Não posso deixar de falar do assunto.

Quando mais elogio, mais sou incompreendido.

Eu amo a estética do lixo.

E adoro a verdade.

Chamo lixo de lixo, chinelagem de chinelagem, baixaria de baixaria.

Gosto de me  "acanalhar".

Frequento funk disfarçado de deputado federal.

Lixo para mim é arte suprema.

A democracia fez um bem danado para a nossa criatividade.

A cada ano estamos melhores e mais famosos no mundo.

Na ditadura, eram aqueles chatos com suas entrelinhas, Chico Buarque e outros trancados no armário.

Depois do fim do regime militar, livres das censura, floresceram nossos gênios.

Michel Teló é o ápice dessa evolução.

Alguns dos primeiros sinais dessa maré criativa apareceram com a boquinha da garrafa.

Foi um dos momentos mais sensuais da nossa nova era musical.

Tivemos a explosão de deusas com letras desconcertantes como aquela, maravilhosa, vai rolar a festa.

A tempestade criativa continuou: bombamos com a genial rebolation, uma mistura de modernismo com pós-modernismo, de Joyce com Guimarães Rosa, de concretismo com sacanagem.

Do carvalho!

E teve também o novo lobo mau, diz aí menina onde você vai.

E o refrão, que refrão, pós-tudo: vou te comer, vou te comer, vou ter comer.

Tropicalista, baianista, antropofágico, pirotécnico.

Toda ano, uma nova obra-prima,

A arte do escatológico levada ao extremo.

Aí chegou o Teló e matou a pau.

Nunca fomos tão longe.

Tudo pela hedonismo, pelo prazer, pelo acasalamento.

Coisas que intelectuais tapados não compreendem.

Teló representa o pós-humano, o pós-orgânico, o homem ciborgue, o homem finalmente liberado de uma parte do seu corpo, parte inútil, parte chata, parte criadora de problemas, dispensável, o cérebro.

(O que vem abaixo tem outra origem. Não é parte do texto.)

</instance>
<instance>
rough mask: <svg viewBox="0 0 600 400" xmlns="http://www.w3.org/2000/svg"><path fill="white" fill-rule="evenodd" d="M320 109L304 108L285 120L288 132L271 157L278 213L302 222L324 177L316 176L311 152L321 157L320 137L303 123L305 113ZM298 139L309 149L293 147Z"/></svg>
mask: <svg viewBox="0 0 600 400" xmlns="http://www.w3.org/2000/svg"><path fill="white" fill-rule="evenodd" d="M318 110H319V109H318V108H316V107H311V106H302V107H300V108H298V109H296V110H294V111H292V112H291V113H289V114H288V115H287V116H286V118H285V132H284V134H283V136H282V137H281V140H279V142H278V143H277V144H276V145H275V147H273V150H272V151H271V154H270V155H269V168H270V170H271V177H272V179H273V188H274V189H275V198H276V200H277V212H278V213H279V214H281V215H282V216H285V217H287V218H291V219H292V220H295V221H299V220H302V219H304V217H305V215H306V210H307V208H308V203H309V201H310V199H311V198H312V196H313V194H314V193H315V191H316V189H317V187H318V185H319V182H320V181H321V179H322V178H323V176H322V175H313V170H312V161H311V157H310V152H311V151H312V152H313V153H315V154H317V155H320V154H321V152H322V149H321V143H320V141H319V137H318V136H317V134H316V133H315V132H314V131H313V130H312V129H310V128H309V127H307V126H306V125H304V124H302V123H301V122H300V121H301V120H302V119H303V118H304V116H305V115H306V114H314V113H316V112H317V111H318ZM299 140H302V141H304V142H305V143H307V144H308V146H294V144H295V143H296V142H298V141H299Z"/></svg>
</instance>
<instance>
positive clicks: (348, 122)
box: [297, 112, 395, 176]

Eu sempre fui contra a ditadura militar, aqueles generais broncos, um sem pescoço, todos carne de pescoço, mandando torturar, matar, prender, arrebentar, censurar e ainda ganhando nome de rua.

Pelo jeito, se quiseremos ter novos Chico e Caetano, teremos de pedir a voltar dos coturnos.

Sem repressão, o pessoal não se inspira.

Fica só na aspiração.

No tempo dos milicos a imaginação popular tinha os seus ícones, de Sidnei Magal a Valdick Soriano.

O duplo sentido, essa arte milenar do bom gosto popular, cantava coisas como onde a vaca vai, o boi vai atrás.

Não tínhamos a Florentina nem a eguinha pocotó.

Ou já tínhamos?

Ou tudo isso já estava no Decamerão e em Gargantua e Pantagruel?

Sei lá.

Sei que agora estamos no auge, na liberdade absoluta, no apogeu.

Michel Teló é o novo Glauber Rocha, o tropicalismo inteiro num homem só.

Meu ídolo.

Barroco, barraco, chacrinesco.

Nada de ditadura.

Salvo, quem sabe, para nos salvar dos humoristas atuais.

Só a ditadura poderia nos livrar do CQC.

Só no pau-de-arara Danilo Gentilli pararia de defecar pela boca.

Quanto ao resto, tudo tem meu apoio.

Especialmente aquela obra-prima, aquele refrão, aquela pérola,

Ai se eu te pego!

Complemento à sacada genial, poética, burilada, dar uma fugidinha com você.

Que tempos!

Que mal tem?

Nenhum.

Só os intelectuais não compreendem.

Não pegam ninguém.

Teló é a cara do Brasil, desse Brasil que dá certo, que brilha lá fora, que ama a vida, que goza e reverbera.

Chegamos no alto. Por baixo.

Ano que vem tem mais.

Como dizia Guy Debord, o que é bom aparece.

E o que aparece é bom.

O resto podem ser muito bom.

O muito bom é ruim.

Choro de perdedor.

E viva Michel Teló.

E pau-de-arara para o pessoal do CQC.